The afternoon after Alice and Jasper had begun to hate each other, he sat on the lawn with his groupies from the morning NA meeting. One of them was Lauren, a girl around his age. She was cute but too blonde to be his considered his type but that didn't mean Jasper wasn't interested in her. Or rather he was interested in whether Alice was watching as she flirted shamelessly with him.

Alice didn't even notice them until Jasper said something witty about another patient that made Lauren laugh. Her laugh was fake, loud and made Jasper cringe internally but still it made Alice look up, even if she looked annoyed at the interruption.

She glanced for a mere second and didn't look up again. She missed Lauren's wide eyed devotion, her hand on Jasper's thigh not to mention the whispered offer of oral pleasure in a janitor's closet that she inexplicably possessed the key to.

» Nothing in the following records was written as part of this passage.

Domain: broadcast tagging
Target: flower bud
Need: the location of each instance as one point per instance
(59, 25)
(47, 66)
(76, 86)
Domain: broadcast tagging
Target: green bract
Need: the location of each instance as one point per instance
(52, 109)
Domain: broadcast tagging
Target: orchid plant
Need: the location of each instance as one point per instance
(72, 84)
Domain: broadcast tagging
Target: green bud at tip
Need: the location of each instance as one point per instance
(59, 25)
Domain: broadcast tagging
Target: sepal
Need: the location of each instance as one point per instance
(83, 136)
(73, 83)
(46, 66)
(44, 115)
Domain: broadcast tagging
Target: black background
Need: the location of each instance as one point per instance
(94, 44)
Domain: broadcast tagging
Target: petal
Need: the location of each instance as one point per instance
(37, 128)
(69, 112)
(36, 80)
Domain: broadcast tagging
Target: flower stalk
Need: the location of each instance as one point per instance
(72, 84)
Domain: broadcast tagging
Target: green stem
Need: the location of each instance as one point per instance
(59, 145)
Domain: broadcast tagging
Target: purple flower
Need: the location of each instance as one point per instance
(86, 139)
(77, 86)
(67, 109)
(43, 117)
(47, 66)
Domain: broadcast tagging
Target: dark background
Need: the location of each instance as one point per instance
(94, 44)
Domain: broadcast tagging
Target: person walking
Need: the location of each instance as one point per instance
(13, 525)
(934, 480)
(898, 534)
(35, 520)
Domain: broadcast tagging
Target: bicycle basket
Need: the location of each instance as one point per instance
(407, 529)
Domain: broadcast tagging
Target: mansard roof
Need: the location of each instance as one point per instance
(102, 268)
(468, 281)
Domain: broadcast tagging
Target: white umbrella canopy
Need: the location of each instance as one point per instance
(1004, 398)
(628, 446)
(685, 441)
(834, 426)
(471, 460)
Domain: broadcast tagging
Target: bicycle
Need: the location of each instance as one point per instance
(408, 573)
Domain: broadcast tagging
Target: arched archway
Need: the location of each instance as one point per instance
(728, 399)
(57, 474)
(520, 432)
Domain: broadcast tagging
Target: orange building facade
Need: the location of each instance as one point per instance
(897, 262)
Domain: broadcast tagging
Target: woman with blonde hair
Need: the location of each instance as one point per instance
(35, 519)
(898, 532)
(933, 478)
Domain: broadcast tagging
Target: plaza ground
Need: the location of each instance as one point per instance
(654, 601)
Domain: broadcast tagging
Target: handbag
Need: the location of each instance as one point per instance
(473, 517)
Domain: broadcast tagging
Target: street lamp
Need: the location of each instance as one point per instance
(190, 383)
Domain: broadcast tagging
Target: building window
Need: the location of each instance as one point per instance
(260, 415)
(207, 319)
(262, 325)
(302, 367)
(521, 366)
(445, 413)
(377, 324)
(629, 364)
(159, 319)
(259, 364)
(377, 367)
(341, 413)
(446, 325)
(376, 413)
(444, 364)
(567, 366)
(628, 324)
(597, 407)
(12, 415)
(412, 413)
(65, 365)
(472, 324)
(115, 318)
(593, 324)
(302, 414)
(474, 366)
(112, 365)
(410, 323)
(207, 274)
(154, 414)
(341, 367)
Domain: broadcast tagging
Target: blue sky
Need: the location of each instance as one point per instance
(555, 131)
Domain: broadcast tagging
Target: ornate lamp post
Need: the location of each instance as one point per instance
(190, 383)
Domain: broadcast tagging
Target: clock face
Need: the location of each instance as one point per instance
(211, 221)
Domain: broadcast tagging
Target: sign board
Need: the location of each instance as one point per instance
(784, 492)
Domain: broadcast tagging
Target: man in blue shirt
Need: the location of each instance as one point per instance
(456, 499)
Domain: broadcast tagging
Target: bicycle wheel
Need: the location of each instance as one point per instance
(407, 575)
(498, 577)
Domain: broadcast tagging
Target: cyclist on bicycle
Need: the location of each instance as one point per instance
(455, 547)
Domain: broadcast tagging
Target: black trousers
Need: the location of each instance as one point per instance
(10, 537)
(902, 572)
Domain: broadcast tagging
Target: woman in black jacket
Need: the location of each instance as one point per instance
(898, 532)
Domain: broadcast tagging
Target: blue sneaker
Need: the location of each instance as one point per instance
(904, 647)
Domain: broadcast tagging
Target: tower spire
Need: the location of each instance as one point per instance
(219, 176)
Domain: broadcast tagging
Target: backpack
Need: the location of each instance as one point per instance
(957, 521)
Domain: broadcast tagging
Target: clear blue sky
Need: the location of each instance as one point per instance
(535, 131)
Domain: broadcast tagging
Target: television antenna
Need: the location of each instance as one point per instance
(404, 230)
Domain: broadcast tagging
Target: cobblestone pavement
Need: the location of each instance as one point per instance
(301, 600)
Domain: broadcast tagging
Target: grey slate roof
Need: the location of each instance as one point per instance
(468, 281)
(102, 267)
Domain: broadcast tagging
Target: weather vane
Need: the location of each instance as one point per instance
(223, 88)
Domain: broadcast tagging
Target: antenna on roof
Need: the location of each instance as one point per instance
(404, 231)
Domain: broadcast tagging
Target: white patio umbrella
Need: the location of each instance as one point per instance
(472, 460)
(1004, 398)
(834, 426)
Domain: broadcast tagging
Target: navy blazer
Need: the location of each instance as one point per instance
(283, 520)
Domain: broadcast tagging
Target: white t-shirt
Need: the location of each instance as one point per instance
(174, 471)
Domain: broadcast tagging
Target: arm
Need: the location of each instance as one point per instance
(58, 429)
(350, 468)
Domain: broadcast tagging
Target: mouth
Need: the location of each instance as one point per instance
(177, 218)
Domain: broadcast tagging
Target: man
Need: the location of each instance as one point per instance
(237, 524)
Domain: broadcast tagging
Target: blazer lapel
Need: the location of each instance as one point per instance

When the hour was up Jasper hung back but Alice, rather then walking towards him, went off to another building.

The next day Alice had a visitor. Jasper was sitting with Lauren on the patio when he walked by. Although he had only been there a week he had already learned how to spot visitors. For one thing, their clothes were ironed, but the real clue was the way they moved across the lawn- trying to appear casual, but with anxious, disapproving expressions.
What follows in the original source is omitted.